The very first "pre-CLARiiON" version of FLARE (CLARiiON's microcode) supported two RAID levels: RAID-1 and RAID-5. Due to the "RAID-5 write penalty" it was clear that we needed to provide an alternative protection scheme that could handle heavy write workloads. RAID-1 was our answer.
We characterized the performance of our RAID-5 solution and instructed customers that if their applications were performing highly-transactional, multi-threaded disk operations at about a 70-30% read-to-write ratio, then RAID-5 would perform well. For a higher percentage of writes, use mirroring. We had I/O per second (IOPS) characterizations that helped customers make the choice.
Well there was one application that slipped through the cracks, and our RAID-5 performance was so bad that the executives at DG considered putting the FLARE team on the chopping block again. How bad was it?

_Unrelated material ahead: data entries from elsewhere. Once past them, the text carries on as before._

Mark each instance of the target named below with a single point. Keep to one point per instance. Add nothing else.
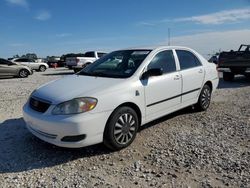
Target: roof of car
(156, 47)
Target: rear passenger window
(163, 60)
(187, 59)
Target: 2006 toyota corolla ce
(108, 100)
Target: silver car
(8, 68)
(32, 64)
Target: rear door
(192, 73)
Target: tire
(228, 76)
(76, 70)
(23, 73)
(204, 99)
(121, 128)
(42, 68)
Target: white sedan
(32, 64)
(108, 100)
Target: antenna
(168, 36)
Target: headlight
(75, 106)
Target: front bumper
(54, 128)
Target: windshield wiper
(93, 74)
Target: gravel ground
(184, 149)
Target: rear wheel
(204, 98)
(228, 76)
(121, 128)
(42, 68)
(23, 73)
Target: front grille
(47, 135)
(38, 105)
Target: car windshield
(118, 64)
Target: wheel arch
(209, 84)
(131, 105)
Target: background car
(32, 64)
(8, 68)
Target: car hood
(73, 86)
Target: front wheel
(121, 128)
(204, 98)
(228, 76)
(23, 73)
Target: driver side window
(163, 60)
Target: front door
(192, 73)
(162, 93)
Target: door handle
(177, 77)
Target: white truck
(78, 63)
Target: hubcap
(42, 69)
(124, 128)
(23, 73)
(205, 98)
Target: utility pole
(168, 36)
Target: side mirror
(152, 72)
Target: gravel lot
(184, 149)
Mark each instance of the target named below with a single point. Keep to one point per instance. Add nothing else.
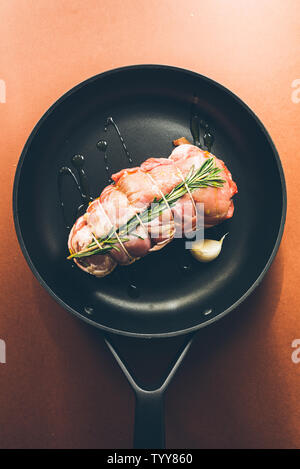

How about 12 I/Os per second?
In my mind I had grouped customer applications into different categories like "databases", "file systems", or "video streaming". Each one of those applications accomplished a specific task for a specific business need. We had tweaked and tuned the RAID-5 performance to satisfy some of the nuances that were germaine to those applications.
Myself and many others at Data General had figured that customers just wouldn't run an application with high write-to-read characteristics against a RAID-5 configuration.
We were wrong.
Several customers were using RAID-5 to run an application with a 100-0% write-to-read ratio. What was the application? Restore from Tape. (Doh!)
The Worst Possible Access Pattern
Several customers had backed up their entire RAID-5 LUN to tape, and for one reason or another they had to restore the entire LUN. The particular DG restore tool that they were using performed single threaded sequential writes. Not only were RAID-5 writes slow, but the single-threaded nature of the restore tool negated the advantages of multiple spindles handling multiple requests in parallel.
So the writes came down one at a time. The FLARE code mapped the write to a particular disk drive. A pre-read request was issued to disk. Seek time was not much of an issue (the disk heads were already in the general area). The access speed of the drives (rotational latency and transfer times) amounted to about 20 milliseconds. Follow that up with the actual write operation and you add another 20 milliseconds. So we're up to 40 ms for the initial writing of the data.
Moving on to the update of the RAID-5 parity information, you can guess how long that would take: approximately 40 ms. This ends up being a whopping total of 80 ms for a write operation. Divide that into 1 second, throw in some overhead, and you've got twelve I/Os per second.
So we had unhappy customers (who were probably not pleased about having to perform a restore to begin with) waiting forever for their restore to finish. This also resulted in annoyed Data General VPs wondering why Data General was even trying to be in the storage business.
Data Layout Only Goes So Far
There are many tricks you can play with data layout, pre-fetching, and the like. The bottom line, however, is that trying to solve the problem solely at the disk level is only going to take you so far. We considered the write cache capability on that generation of disk drives but truth be told we wanted complete control over any algorithm which affected data integrity. The plain and simple answer was to build some sort of "FLARE" write cache.
The FLARE write cache ended up being fairly disruptive on two levels:
- It had a pretty big software impact. Large parts of FLARE would need to be either ripped out or heavily modified.
- It had a pretty big hardward impact. We decided to use a battery backup unit (BBU) to protect against power failures. This meant that existing customers wouldn't be able to upgrade to a caching version of FLARE. They would need what was then called a "forklift upgrade".
I plan on posting more detail about building the CLARiiON write cache. There's a lot to write about. For me it was one of the harder efforts I've ever been a part of. I experienced project leadership for the first time. And when the CLARiiON write cache was done, I decided "so was I".
Steve
Dear sir, is it true that the Clariion runs Windows XP embedded?
Posted by: dale | May 28, 2008 at 08:37 AM
Hello Dale,
Yes it is true that today's CLARiiON is running a version of Windows XP embedded. CLARiiON made the transition to a Windows-based implementation in the late 1990s.
Steve
Posted by: Steve Todd | May 28, 2008 at 09:25 AM
Kind thanks, gent. So does this imply that FLARE runs as a Win32 application?
Posted by: dale | May 29, 2008 at 01:34 PM
FLARE currently runs as a driver in the kernel.
Regards,
Steve
Posted by: Steve Todd | May 30, 2008 at 02:41 AM